Microsoft może popełnić błąd jak Sony przy Betamax, ale stawia na moralność
Czy tego chcemy, czy nie, erotyka wielokrotnie już miała duży wpływ na rynek technologii.
Dość popularny mit mówi, że kasety Betamax przegrały z kasetami VHS z powodu braku zgody na nagrywanie filmów pornograficznych na te pierwsze. I chociaż temat jest znacznie bardziej złożony, to kwestia ta miała realny wpływ na wojnę formatów z przełomu lat 70. i 80. Dziś zaś do świata erotyki coraz chętniej wkraczają firmy związane z AI: poza jedną.

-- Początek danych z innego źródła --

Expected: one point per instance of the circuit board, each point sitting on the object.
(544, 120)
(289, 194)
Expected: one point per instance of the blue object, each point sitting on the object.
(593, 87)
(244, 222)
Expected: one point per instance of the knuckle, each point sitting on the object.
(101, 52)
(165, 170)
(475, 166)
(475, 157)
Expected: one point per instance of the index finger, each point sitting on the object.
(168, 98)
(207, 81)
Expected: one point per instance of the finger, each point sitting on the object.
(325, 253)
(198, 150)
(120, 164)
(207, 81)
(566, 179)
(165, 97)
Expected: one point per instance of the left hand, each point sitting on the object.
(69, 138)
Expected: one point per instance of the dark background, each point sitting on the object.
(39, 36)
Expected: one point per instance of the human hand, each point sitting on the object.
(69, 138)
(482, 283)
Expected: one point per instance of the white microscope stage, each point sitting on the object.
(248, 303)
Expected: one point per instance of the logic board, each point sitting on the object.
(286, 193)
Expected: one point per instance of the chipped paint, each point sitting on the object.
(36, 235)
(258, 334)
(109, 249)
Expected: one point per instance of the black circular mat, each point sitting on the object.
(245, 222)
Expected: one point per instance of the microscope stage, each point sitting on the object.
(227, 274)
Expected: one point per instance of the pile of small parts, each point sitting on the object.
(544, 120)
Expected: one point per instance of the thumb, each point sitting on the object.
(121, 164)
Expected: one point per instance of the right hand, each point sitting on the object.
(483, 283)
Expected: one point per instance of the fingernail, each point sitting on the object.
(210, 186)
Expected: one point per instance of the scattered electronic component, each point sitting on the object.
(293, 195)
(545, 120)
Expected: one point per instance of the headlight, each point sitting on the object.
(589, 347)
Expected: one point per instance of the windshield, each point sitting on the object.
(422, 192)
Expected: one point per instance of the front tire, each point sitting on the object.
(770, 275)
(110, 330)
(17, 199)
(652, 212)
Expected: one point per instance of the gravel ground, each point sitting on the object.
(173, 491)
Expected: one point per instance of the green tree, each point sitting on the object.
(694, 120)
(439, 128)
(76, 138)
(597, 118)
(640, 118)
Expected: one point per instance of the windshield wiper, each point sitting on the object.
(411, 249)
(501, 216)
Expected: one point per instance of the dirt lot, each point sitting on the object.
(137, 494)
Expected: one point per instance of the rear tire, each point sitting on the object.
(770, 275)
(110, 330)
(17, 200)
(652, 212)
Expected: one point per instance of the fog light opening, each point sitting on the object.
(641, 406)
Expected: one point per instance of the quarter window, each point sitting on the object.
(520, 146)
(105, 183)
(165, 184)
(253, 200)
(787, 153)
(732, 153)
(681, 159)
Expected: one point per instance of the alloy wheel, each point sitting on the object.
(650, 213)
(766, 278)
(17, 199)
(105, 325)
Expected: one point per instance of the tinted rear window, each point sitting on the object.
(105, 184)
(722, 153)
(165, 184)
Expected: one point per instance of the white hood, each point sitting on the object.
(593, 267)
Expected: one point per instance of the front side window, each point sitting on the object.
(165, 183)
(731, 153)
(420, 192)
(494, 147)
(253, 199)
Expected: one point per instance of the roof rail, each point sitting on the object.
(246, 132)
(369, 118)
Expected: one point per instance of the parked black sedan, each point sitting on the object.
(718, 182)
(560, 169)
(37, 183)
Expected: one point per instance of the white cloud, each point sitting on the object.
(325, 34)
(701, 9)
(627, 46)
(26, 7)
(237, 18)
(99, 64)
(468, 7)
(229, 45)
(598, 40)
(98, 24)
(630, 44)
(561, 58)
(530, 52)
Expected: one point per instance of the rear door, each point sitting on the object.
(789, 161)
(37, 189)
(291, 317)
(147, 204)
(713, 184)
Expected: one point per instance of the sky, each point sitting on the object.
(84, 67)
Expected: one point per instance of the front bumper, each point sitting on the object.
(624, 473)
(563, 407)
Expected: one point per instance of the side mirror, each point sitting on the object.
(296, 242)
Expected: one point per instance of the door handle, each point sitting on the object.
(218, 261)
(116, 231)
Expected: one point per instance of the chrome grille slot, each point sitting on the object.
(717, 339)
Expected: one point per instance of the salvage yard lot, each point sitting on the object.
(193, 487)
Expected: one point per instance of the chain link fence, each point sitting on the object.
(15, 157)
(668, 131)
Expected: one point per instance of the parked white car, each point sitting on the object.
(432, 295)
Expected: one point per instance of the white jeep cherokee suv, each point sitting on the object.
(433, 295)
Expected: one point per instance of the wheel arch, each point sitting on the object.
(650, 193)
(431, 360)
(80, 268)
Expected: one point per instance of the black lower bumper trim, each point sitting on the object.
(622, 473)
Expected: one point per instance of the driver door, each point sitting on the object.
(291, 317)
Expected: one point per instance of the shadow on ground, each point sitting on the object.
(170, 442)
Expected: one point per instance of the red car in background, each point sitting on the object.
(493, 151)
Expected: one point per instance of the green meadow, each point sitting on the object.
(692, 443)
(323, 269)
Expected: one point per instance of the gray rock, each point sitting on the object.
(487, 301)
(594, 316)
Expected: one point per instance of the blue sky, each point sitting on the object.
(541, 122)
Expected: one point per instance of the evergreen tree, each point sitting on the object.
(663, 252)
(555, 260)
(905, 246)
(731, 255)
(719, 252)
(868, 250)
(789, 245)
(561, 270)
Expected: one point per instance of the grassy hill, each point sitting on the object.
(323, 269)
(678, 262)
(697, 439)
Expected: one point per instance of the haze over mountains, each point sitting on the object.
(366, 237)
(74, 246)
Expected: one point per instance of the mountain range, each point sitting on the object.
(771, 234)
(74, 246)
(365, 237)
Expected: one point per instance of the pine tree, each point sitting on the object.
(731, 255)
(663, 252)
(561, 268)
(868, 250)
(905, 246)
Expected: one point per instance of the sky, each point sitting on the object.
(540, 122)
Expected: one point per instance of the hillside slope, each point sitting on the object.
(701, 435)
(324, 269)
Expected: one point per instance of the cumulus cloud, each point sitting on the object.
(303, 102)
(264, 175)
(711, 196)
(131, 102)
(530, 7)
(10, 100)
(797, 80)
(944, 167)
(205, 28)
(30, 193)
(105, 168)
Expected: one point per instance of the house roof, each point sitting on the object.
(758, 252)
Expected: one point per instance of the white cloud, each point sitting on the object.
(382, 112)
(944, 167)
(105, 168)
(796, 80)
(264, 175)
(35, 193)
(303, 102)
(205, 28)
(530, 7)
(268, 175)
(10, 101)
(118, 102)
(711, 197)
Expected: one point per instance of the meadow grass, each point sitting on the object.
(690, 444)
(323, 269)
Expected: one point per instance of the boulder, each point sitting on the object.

Microsoft mówi stop erotyce
OpenAI przyjęło postawę, że będzie traktować dorosłych jak dorosłych i pozwoli im na generowanie treści i rozmów o charakterze erotycznym. Podobną postawę mają twórcy innych modeli językowych i generatorów obrazu i nawet jeśli jeszcze nie wprowadzili nowych funkcji, to zamierzają to wkrótce zrobić. Wyjątkiem jest tu Microsoft, którego Copilot funkcji tych nie ma i nie dostanie — przynajmniej tak długo, aż nie zmienią swojej polityki.
To przyznał sam Mustafa Suleyman, dyrektor generalny Microsoft AI. Podkreślił on, że usługi firmy nie będą zawierać ani umożliwiać żadnych treści związanych z symulowaną erotyką. Jednak nie potępił przy tym konkurencji. Podsumował to w dość lakoniczny sposób:
To po prostu nie jest usługa, którą będziemy oferować. Inne firmy ją stworzą.
Nie jest jasne skąd taka, a nie inna decyzja biznesowa Microsoftu. Nie jest jednak niczym dziwnym, że ten chce unikać ewentualnych kontrowersji, które na pewno pojawią się wraz z udostępnieniem tych usług. Z drugiej strony w wojnie VHS i Betamax takie podejście Sony nie pomogło sprawie.